Quando i genitori deludono

Le fragilità dei genitori ricadono inesorabilmente sulla vita dei figli. Non c’è da meravigliarsi, allora, se nelle fiabe i protagonisti sono tutti orfani. Mentre, infatti, si è impegnati a crescere, maturare e costruirsi il proprio futuro, dover contenere, sopportare, supportare, comprendere e consolare i propri genitori è una perdita di tempo e di energie che, almeno nelle favole, si riesce ad evitare. Fare i genitori non è facile, ma anche essere figli, soprattutto di una generazione che non è mai davvero cresciuta. Tempo fa la pubblicità di una nota merendina riproduceva l’eliminazione fisica e metaforica dei genitori, colpiti da un  asteroide, facendo appello a quel naturale bisogno di aggressività e di canalizzazione delle emozioni negative che i rapporti d’amore, soprattutto verso le figure da cui si è dipendenti, provocano. Proiettare i propri fantasmi interiori in un mondo fantastico, garantito da un finale sempre lieto, non prepara e non ripara, però, dallo smarrimento che si prova nel momento in cui si  scoprono le debolezze dei propri genitori.

Nell‘Isola di Arturo di Elsa Morante il mondo ingenuo e fiabesco del protagonista ruota intorno alla figura del padre, sempre assente e sempre trasfigurato nei sogni e nei desideri infantili del figlio. L’ansia di piacergli, il tentativo di conquistarne l’affetto e l’attenzione rendono tenero e goffo questo ragazzino innamorato fino al giorno della terribile scoperta: quell’uomo tanto idealizzato, grande e grosso, piange e si strugge d’amore per un giovanissimo scapestrato, e infine parte con lui dimenticando il compleanno del figlio, da cui cerca di ottenere persino una debole approvazione. La vita adulta di Arturo comincia così, prendendo le distanze dalla figura perfetta e ideale amata nell’infanzia.

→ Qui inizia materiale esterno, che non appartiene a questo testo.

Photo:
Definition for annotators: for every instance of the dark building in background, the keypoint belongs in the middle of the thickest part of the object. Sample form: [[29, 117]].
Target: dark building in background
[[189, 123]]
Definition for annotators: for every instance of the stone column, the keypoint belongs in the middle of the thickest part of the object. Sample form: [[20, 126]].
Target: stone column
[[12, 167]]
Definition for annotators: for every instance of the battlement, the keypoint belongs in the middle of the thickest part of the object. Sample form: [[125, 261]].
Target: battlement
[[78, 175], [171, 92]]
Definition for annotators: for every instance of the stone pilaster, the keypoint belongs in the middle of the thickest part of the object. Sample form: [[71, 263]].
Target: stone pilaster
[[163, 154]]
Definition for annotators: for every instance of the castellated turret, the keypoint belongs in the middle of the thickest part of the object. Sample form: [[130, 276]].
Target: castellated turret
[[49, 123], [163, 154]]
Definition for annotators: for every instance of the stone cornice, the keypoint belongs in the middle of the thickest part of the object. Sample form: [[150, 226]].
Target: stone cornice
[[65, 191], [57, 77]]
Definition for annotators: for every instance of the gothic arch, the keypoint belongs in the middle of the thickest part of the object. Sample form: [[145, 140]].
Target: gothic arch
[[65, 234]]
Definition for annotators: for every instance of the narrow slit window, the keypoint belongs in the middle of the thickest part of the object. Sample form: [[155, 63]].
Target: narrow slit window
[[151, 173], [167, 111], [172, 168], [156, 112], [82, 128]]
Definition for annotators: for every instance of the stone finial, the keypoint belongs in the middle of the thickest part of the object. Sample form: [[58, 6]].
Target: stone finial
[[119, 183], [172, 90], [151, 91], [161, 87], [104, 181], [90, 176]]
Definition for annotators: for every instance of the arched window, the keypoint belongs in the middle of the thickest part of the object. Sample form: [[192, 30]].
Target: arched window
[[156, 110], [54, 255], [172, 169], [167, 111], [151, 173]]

Non si può smettere di amare i genitori anche quando ci deludono, quando ci accorgiamo che anche loro sono umani, con luci ed ombre. Un tradimento, un vizio indicibile, un comportamento scorretto modificano la stima ma non l’amore a cui si resta, comunque fedeli.

Sono queste fedeltà invisibili, questi patti non scritti che spingono i bambini in affido condiviso, dopo una separazione, a praticare il silenzio per salvare il genitore, di volta in volta, assente. Sottoposti al sacrificio di cambiare spesso casa, al rituale di raccogliere le loro cose, attenti a non dimenticare niente, migrano carichi di borse da un mondo ad un altro. Se le separazioni sono conflittuali, al rientro vengono annusati per cercare le tracce del nemico, interrogati non per sapere se sono stati bene ma per cogliere le eventuali mancanze dell’altro genitore, che non si nomina mai se non con epiteti non certo gentili. Ogni volta che sentono parlare male dell’uno o dell’altro un senso di lacerazione li scombussola il cuore, scatta un istinto di protezione fortissimo che esplode in un tenace silenzio. Prigionieri di un meccanismo che li schiaccia, se accettano le offese che sentono dire, diventano complici contro uno dei genitori, se le rifiutano feriscono quello con cui si trovano. Per uscire dall’impasse si sdoppiano. Assumono personalità diverse a seconda delle aspettative dei due genitori, pensando così che saranno amati, anche se loro si odiano. Testimoni involontari, confidenti impreparati scoprono che mamma e papà si innamorano e fanno sesso come gli altri, piangono in preda a crisi isteriche, si chiudono nello spazio inaccessibile dei loro problemi, negando attenzione e ascolto.

Ma anche quando i genitori restano uniti, scoprire che magari  sono rimasti insieme per i figli è un peso duro da portare. Capire che hanno sacrificato la loro vita per noi, rinunciando magari a vivere un altro amore alla luce del sole, dà la terribile sensazione di aver vissuto in un mondo fittizio dove tutto è falso, anche l’amore. Decidere di mantenere i segreti scoperti, che potrebbero portare alla dissoluzione del legame familiare, richiede una dose di precoce maturità, che si paga spesso con un terribile cinismo, e la difficoltà a lasciarsi andare, e a investire se stessi nelle relazioni d’amore.

In tempi di famiglie a composizione variabile le favole andrebbero riscritte. Orchi e matrigne cattive che rappresentavano la parte oscura del genitore, da combattere e superare per diventare adulti, senza metterne in gioco l’affidabilità, dovrebbero lasciare il posto a personaggi più complessi, capaci di quella ambivalenza di cui è permeata la realtà dei sentimenti. Non mostri da abbattere, ma figure più umane, che poco deludono perchè poco illudono, e con cui ci si ritrova, ormai, a condividere, senza grandi differenze generazionali, la ricerca della  principessa o del principe azzurro.